Por que essa largura esquisita? Porque era essa a distância entre os trilhos na Inglaterra, e foram engenheiros ingleses expatriados que projetaram as primeiras ferrovias dos EUA.
Esses mesmos profissionais tinham construído os “vagões” que precederam os trens, e era essa a largura entre trilhos desses bondinhos que transportavam minério.
Para construí-los, usavam-se os gabaritos e ferramentas que viriam a ser usados para construir os vagões de trens. Era mais fácil manter o mesmo espaçamento entre as rodas.
Mas por que aqueles pequenos vagões tinham 143,51 cm entre as rodas?
Bem, é que se usassem uma largura diferente as rodas quebrariam com mais frequência nas antigas estradas da Inglaterra- este é o espaçamento dos sulcos que as rodas das carruagens antigas deixavam nas estradas. Eles construíram seu sistema de transporte para encaixar nos sulcos que já existiam.
A Roma imperial construíra aquelas estradas para movimentar suas legiões, e elas continuaram a ser usadas desde então. Os carros de guerra romanos formaram os sulcos iniciais nos quais todos os outros tinham que encaixar para não terem suas rodas destruídas.
O gabarito ferroviário padrão dos Estados Unidos, de 143,51 cm, vem das especificações originais de um carro de guerra do império romano.
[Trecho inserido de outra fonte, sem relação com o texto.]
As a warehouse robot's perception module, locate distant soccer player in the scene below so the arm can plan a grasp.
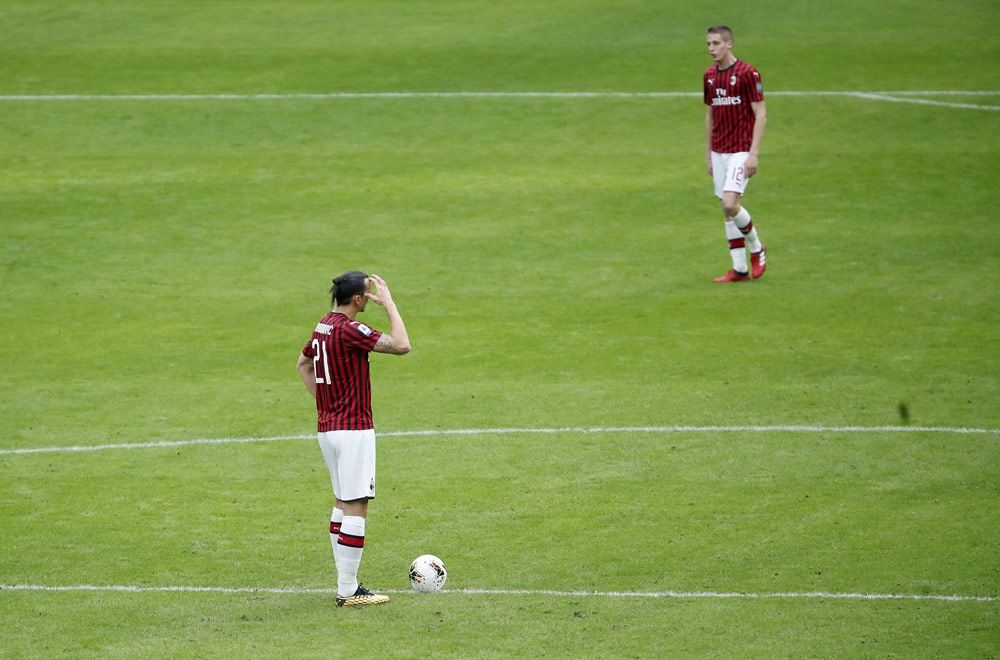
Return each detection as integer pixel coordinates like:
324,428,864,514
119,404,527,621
296,270,410,607
705,25,767,282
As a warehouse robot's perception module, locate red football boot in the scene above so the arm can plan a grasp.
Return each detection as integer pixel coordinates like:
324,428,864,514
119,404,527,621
750,243,767,279
715,270,750,282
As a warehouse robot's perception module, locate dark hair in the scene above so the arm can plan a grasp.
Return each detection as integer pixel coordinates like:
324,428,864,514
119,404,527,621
330,270,368,306
706,25,733,41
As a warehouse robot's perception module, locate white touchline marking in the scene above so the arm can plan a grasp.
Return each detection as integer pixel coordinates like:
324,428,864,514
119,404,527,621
0,584,1000,602
0,424,1000,456
850,92,1000,110
0,90,1000,110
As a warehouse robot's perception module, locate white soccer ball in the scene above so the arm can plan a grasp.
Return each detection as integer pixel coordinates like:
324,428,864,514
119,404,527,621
410,555,448,594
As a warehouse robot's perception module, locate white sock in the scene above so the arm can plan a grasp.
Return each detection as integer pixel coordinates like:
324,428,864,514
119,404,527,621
330,507,344,573
732,208,760,253
726,220,747,273
337,516,365,598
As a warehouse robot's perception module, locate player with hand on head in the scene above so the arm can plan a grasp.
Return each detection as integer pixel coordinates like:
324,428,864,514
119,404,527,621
296,270,410,607
705,25,767,282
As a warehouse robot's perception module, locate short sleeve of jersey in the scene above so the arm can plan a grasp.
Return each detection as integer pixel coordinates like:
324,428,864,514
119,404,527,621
342,321,382,353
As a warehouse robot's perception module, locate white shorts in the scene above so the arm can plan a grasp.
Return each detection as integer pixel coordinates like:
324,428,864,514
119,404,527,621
712,151,750,199
319,429,375,502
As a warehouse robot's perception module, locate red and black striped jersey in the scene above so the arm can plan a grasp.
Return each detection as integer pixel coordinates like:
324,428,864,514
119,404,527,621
302,312,382,433
705,60,764,154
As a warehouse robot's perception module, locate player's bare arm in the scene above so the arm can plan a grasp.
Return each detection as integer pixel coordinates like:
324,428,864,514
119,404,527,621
295,353,316,398
745,101,767,177
365,275,410,355
705,106,712,176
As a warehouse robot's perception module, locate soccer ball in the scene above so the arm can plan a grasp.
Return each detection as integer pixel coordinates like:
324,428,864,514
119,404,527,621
410,555,448,594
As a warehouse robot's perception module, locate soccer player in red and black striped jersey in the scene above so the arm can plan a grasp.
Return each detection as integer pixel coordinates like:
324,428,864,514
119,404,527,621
296,270,410,607
705,25,767,282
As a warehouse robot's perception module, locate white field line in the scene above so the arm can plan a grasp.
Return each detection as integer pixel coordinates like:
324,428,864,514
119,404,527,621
0,584,1000,602
0,425,1000,456
0,584,1000,603
0,90,1000,110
Os carros de guerra da Roma imperial eram fabricados com largura suficiente para acomodar os traseiros de dois cavalos, pois eram cavalos que geravam a força de tração que os movia; a mesma largura- a dos traseiros de dois cavalos lado a lado- foi adotada nas carroças de transporte até o aparecimento da estrada de ferro.
Agora o interessante.
Quando você vê um ônibus espacial na plataforma de lançamento, nota dois grandes foguetes auxiliares anexados às laterais do tanque de combustível.
São os propulsores, chamados de solid rocket boosters (SRB).
Os SRBs são fabricados por uma empresa chamada Thiokol que fica em Utah (EUA). Os engenheiros que os projetaram queriam que fossem mais volumosos, mas eles tinham que ser enviados de trem da fábrica para o local do lançamento.
A linha ferroviária que transporta os SRBs passa por um túnel nas montanhas, que é um pouco mais largo que a linha férrea. A linha férrea, como você acabou de aprender, tem a largura de dois traseiros de cavalos, lado a lado.
Assim, um importantíssimo recurso de design do ônibus espacial- o sistema de transporte mais avançado do mundo- foi determinado há mais de dois mil anos pela largura média da bunda de um cavalo.
O padrão está lá. Sem padrão não há progresso.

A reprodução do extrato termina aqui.